I liked this filmmaker's earlier projects. "To Live" really was able to show the inside of a man by mapping it to lurches and sweeps in the world around him. "Daggers" was at least a masterpiece of ballet. And "Hero," probably my favorite, was the most cinematic, expressing real human qualities in luxurious cinematic terms. Who can forget the spatial existence of discovered deceit in the flickering flames in front of the throne?
This is a wholly different formula in how the internals of a family sweep into the environment. The setup is an extraordinary web of relationships between two families. Some commentors think this is drawn from soap opera, but I think they have a common ancestor instead. This is Greek, and though on daytime TeeVee you will get similar relationship complexities, they will have their tethers to the cosmos broken. They will be single souls adrift in the world.

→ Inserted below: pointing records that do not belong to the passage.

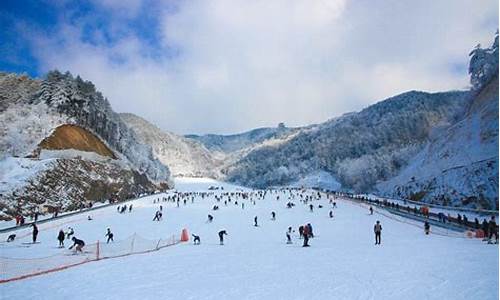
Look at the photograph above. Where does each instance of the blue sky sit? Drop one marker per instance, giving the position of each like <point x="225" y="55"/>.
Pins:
<point x="224" y="66"/>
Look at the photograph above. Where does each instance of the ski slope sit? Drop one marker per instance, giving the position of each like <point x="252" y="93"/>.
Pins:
<point x="256" y="262"/>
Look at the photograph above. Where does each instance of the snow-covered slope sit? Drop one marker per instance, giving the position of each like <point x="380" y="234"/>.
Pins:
<point x="256" y="262"/>
<point x="183" y="156"/>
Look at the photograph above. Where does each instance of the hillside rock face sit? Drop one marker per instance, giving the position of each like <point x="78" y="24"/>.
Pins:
<point x="75" y="137"/>
<point x="184" y="157"/>
<point x="61" y="144"/>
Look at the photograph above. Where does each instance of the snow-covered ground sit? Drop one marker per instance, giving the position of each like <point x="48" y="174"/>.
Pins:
<point x="255" y="262"/>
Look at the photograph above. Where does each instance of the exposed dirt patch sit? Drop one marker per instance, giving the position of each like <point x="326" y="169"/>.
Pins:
<point x="75" y="137"/>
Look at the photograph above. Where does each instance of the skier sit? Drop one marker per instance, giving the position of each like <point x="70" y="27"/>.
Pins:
<point x="221" y="236"/>
<point x="306" y="236"/>
<point x="485" y="227"/>
<point x="493" y="230"/>
<point x="69" y="233"/>
<point x="289" y="235"/>
<point x="79" y="244"/>
<point x="35" y="232"/>
<point x="157" y="216"/>
<point x="309" y="230"/>
<point x="301" y="231"/>
<point x="427" y="227"/>
<point x="378" y="231"/>
<point x="196" y="239"/>
<point x="109" y="234"/>
<point x="11" y="238"/>
<point x="60" y="238"/>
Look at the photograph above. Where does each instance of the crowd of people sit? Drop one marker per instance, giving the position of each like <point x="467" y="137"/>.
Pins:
<point x="307" y="198"/>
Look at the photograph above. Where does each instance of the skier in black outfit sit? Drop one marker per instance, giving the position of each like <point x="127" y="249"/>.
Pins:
<point x="109" y="234"/>
<point x="427" y="227"/>
<point x="493" y="230"/>
<point x="378" y="232"/>
<point x="309" y="230"/>
<point x="221" y="236"/>
<point x="484" y="227"/>
<point x="78" y="244"/>
<point x="289" y="235"/>
<point x="60" y="238"/>
<point x="301" y="231"/>
<point x="196" y="239"/>
<point x="35" y="232"/>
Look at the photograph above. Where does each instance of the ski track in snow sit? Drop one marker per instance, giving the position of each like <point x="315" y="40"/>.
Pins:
<point x="255" y="262"/>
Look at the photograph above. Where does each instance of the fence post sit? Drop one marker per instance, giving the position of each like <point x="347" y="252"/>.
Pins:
<point x="133" y="240"/>
<point x="97" y="251"/>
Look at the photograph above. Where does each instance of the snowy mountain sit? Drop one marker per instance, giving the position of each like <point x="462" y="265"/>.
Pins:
<point x="183" y="156"/>
<point x="358" y="149"/>
<point x="236" y="142"/>
<point x="435" y="147"/>
<point x="62" y="145"/>
<point x="460" y="166"/>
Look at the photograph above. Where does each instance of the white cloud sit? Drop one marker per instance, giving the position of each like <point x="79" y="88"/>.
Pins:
<point x="244" y="64"/>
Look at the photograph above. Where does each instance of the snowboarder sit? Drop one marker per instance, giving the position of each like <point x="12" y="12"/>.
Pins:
<point x="109" y="234"/>
<point x="378" y="232"/>
<point x="11" y="238"/>
<point x="60" y="238"/>
<point x="221" y="236"/>
<point x="289" y="235"/>
<point x="35" y="232"/>
<point x="79" y="244"/>
<point x="196" y="239"/>
<point x="427" y="227"/>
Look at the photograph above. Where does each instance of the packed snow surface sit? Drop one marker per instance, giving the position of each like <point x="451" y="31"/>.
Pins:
<point x="256" y="262"/>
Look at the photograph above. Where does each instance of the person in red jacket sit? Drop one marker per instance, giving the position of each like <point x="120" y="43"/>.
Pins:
<point x="306" y="236"/>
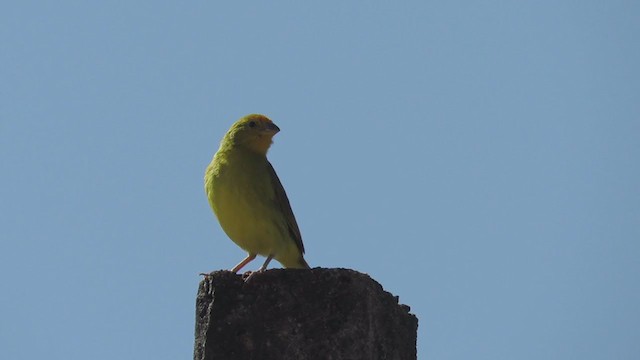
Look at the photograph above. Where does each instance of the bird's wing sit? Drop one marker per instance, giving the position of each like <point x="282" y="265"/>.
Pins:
<point x="283" y="203"/>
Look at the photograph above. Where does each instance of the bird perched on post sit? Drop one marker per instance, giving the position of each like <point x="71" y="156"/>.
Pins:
<point x="248" y="198"/>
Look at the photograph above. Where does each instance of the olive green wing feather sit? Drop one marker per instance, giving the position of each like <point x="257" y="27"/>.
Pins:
<point x="282" y="201"/>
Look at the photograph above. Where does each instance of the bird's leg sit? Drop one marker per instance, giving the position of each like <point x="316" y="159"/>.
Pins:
<point x="262" y="268"/>
<point x="243" y="263"/>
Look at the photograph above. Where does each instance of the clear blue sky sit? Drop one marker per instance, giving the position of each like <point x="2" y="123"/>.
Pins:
<point x="479" y="159"/>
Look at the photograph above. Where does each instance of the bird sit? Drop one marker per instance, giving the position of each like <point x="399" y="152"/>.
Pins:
<point x="248" y="198"/>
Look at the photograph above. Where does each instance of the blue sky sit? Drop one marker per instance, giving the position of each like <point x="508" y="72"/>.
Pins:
<point x="478" y="159"/>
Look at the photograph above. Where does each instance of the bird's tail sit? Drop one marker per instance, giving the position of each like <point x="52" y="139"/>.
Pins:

These are souls that command the world, apparently. It could have worked.
Why it didn't I think is because the filmmaker decided to root himself in the magisterial. It probably was influenced by the fact that he is a former lover of the female star and there are some reflections between that situation and what we see. Its "Annie Hall" with flying ninjas instead of lobsters. Breasts instead of the swirling of engagement. Narrative mistrust where Woody had open exploration and experimentation. Diane and Woody were in a place, a city that colored them. These characters here ARE the city.
Ted's Evaluation -- 2 of 3: Has some interesting elements.